Até onde cientistas podem ir em uma pesquisa com cérebros artificiais ou no transplante de neurônios humanos em animais? As questões éticas são um grande desafio para quem trabalha com a neurociência. Mesmo que entender o sistema nervoso — e as doenças que podem afetá-lo — seja algo fundamental, ele está diretamente ligado com a capacidade de sentir dor e com a consciência e experimentos do tipo podem ter conclusões inimagináveis.

Neste contexto, a agência norte-americana de saúde e pesquisa médica, o National Institutes of Health (NIH), organizou uma investigação para entender os limites éticos de experimentos com o sistema nervoso. A ideia era apontar maneiras éticas de equilibrar o progresso científico com preocupações ​de que, potencialmente, estudos possam criar, de forma acidental, organismos parcialmente conscientes em laboratório.

Criação de seres com consciência em laboratório já é realidade?

Por enquanto, essas preocupações podem ser infundadas, já que a investigação concluiu que as regras atuais são adequadas para supervisionar este trabalho nos Estados Unidos. Isso porque o relatório aponta que foram encontras poucas evidências de que organoides cerebrais ou animais com células humanas experimentam algum tipo consciência ou dor semelhante à humana.

Institutos de pesquisa e cientistas discutem os limites éticos de experimentos na neurociência (Imagem: Reprodução/iLexx/Envato Elements)
Institutos de pesquisa e cientistas discutem os limites éticos de experimentos na neurociência (Imagem: Reprodução/iLexx/Envato Elements)
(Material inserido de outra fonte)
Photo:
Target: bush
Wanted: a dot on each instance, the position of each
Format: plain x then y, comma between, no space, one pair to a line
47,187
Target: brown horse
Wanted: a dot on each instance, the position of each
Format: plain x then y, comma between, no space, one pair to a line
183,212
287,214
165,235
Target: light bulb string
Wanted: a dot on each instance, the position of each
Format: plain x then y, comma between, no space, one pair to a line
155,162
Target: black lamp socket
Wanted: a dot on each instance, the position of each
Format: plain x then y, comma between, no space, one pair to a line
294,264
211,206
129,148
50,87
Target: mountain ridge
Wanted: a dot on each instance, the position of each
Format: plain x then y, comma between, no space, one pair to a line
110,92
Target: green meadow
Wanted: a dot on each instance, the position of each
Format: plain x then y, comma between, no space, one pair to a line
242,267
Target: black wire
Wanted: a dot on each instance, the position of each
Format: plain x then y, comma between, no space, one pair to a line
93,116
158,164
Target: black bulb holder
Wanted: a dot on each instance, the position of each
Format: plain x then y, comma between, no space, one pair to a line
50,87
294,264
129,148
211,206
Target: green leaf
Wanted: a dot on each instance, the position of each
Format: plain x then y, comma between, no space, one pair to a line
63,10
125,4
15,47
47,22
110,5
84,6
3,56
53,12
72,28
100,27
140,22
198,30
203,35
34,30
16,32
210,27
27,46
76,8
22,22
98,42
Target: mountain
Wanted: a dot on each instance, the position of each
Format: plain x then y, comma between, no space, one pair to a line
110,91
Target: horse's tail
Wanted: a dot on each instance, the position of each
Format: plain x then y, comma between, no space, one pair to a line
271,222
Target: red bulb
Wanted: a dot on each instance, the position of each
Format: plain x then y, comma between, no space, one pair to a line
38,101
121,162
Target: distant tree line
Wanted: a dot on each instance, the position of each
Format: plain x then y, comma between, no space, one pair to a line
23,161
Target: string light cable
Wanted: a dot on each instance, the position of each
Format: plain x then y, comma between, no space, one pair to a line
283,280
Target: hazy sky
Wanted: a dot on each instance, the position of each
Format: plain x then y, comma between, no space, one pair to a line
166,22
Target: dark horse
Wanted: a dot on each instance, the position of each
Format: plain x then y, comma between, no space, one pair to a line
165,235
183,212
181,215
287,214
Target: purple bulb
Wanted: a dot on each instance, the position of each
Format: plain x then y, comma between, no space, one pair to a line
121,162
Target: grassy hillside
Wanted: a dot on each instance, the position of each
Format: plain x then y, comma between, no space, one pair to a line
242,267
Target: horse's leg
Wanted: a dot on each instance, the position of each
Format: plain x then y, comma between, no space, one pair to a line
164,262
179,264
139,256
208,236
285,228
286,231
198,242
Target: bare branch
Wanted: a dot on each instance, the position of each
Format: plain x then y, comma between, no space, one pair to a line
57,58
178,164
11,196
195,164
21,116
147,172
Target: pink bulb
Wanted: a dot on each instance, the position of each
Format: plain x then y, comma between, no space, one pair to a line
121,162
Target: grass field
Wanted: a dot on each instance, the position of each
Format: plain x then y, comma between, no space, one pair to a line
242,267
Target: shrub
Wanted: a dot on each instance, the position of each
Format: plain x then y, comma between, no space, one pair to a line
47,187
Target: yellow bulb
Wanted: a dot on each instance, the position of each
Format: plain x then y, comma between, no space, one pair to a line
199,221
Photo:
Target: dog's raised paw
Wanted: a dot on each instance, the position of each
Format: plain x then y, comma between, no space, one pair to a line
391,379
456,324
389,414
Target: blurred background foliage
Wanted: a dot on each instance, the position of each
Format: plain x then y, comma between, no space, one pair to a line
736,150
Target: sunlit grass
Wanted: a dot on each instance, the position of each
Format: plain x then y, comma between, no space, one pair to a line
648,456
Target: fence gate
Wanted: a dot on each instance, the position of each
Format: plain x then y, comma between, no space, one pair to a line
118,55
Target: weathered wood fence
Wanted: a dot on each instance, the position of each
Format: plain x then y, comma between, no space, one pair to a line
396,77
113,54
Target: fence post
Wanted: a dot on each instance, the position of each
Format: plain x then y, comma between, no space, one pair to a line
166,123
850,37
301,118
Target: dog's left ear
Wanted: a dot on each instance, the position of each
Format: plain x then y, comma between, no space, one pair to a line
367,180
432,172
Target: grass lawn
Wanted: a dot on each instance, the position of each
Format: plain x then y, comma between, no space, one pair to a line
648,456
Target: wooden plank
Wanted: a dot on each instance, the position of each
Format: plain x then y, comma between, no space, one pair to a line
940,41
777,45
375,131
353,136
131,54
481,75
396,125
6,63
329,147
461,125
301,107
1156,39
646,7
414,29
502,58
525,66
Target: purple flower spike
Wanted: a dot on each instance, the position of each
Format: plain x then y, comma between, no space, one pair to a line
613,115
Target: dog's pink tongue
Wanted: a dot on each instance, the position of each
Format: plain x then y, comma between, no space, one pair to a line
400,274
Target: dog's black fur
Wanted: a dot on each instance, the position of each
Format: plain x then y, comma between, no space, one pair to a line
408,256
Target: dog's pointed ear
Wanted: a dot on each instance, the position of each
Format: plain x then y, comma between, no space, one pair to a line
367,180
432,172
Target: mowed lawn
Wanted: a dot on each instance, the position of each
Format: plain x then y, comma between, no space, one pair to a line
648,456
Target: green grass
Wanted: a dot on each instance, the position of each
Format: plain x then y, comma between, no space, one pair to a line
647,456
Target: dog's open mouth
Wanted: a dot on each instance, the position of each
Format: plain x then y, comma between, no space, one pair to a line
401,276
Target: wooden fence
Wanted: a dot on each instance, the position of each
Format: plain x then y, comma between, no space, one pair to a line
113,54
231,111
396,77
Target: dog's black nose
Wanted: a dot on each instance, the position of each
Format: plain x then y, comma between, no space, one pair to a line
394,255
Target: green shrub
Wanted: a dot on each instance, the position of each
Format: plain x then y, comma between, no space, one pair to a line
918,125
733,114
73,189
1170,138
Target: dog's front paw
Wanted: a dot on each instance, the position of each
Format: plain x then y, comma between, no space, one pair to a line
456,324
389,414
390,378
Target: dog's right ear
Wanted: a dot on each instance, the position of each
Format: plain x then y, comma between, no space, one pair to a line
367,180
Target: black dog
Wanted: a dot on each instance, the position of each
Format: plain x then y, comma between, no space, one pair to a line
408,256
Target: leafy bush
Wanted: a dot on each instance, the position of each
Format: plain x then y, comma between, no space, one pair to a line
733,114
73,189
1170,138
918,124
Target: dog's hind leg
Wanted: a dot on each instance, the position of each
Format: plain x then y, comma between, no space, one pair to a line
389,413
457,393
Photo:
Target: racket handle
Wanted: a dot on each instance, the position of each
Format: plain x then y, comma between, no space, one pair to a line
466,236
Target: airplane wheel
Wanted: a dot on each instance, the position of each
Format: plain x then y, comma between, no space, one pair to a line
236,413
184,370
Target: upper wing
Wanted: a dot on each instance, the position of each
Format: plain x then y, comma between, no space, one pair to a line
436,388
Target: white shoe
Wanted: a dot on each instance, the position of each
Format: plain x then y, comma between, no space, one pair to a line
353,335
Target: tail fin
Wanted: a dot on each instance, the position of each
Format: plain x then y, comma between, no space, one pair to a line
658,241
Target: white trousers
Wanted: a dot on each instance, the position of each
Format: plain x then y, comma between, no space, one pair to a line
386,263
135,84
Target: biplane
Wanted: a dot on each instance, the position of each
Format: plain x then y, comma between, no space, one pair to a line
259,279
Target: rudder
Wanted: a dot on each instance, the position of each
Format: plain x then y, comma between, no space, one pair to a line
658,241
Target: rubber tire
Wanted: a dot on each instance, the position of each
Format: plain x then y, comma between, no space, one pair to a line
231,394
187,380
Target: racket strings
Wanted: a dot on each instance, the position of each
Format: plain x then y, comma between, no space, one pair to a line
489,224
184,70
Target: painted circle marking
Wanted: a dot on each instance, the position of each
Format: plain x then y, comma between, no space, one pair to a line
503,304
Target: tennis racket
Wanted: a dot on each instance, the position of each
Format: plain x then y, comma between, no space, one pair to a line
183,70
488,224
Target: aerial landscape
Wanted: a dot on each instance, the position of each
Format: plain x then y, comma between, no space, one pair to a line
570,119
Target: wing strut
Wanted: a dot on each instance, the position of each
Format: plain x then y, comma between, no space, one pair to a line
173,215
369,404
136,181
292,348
Hoje, os cientistas realizam experimentos com organoides neurais desenvolvidos em laboratório, ou seja, as pesquisas ocorrem em estruturas simplificadas de células cerebrais que apenas funcionam de forma semelhante a um cérebro humano, só que muito mais limitado. Inclusive, chamar esses organoides de “minicérebros” os faz parecer mais sofisticados do que realmente são na prática.

“O mundo seria um lugar substancialmente melhor se os cientistas e as assessorias de imprensa fossem um pouco mais cuidadosos com as palavras nas entrevistas e comunicados à imprensa”, afirmou o neurocientista da Universidade de Harvard e co-presidente do comitê responsável pelo relatório, Joshua Sanes, à Science.

A questão é a mesma para testes onde ocorrem o transplante de neurônios humanos para cérebros de animais, já que a questão também é hiperdimensionada. Por mais que o transplante possa ocorrer, o documento avalia que é improvável que neurônios humanos implantados se integrem ao cérebro animal, aprimorando a inteligência do ser ou a experiência consciente.

No entanto, o relatório entende que as recomendações têm um prazo de validade e podem ficar desatualizadas à medida que o campo da neurociência avança, especialmente no campo de estudo com primatas semelhantes aos humanos. “[O relatório] faz uma declaração clara de que os modelos atuais não representam um dilema ético, mas no futuro isso pode mudar”, completou o neurocientista e especialista em organoides neurais da Universidade da Califórnia, Arnold Kriegstein.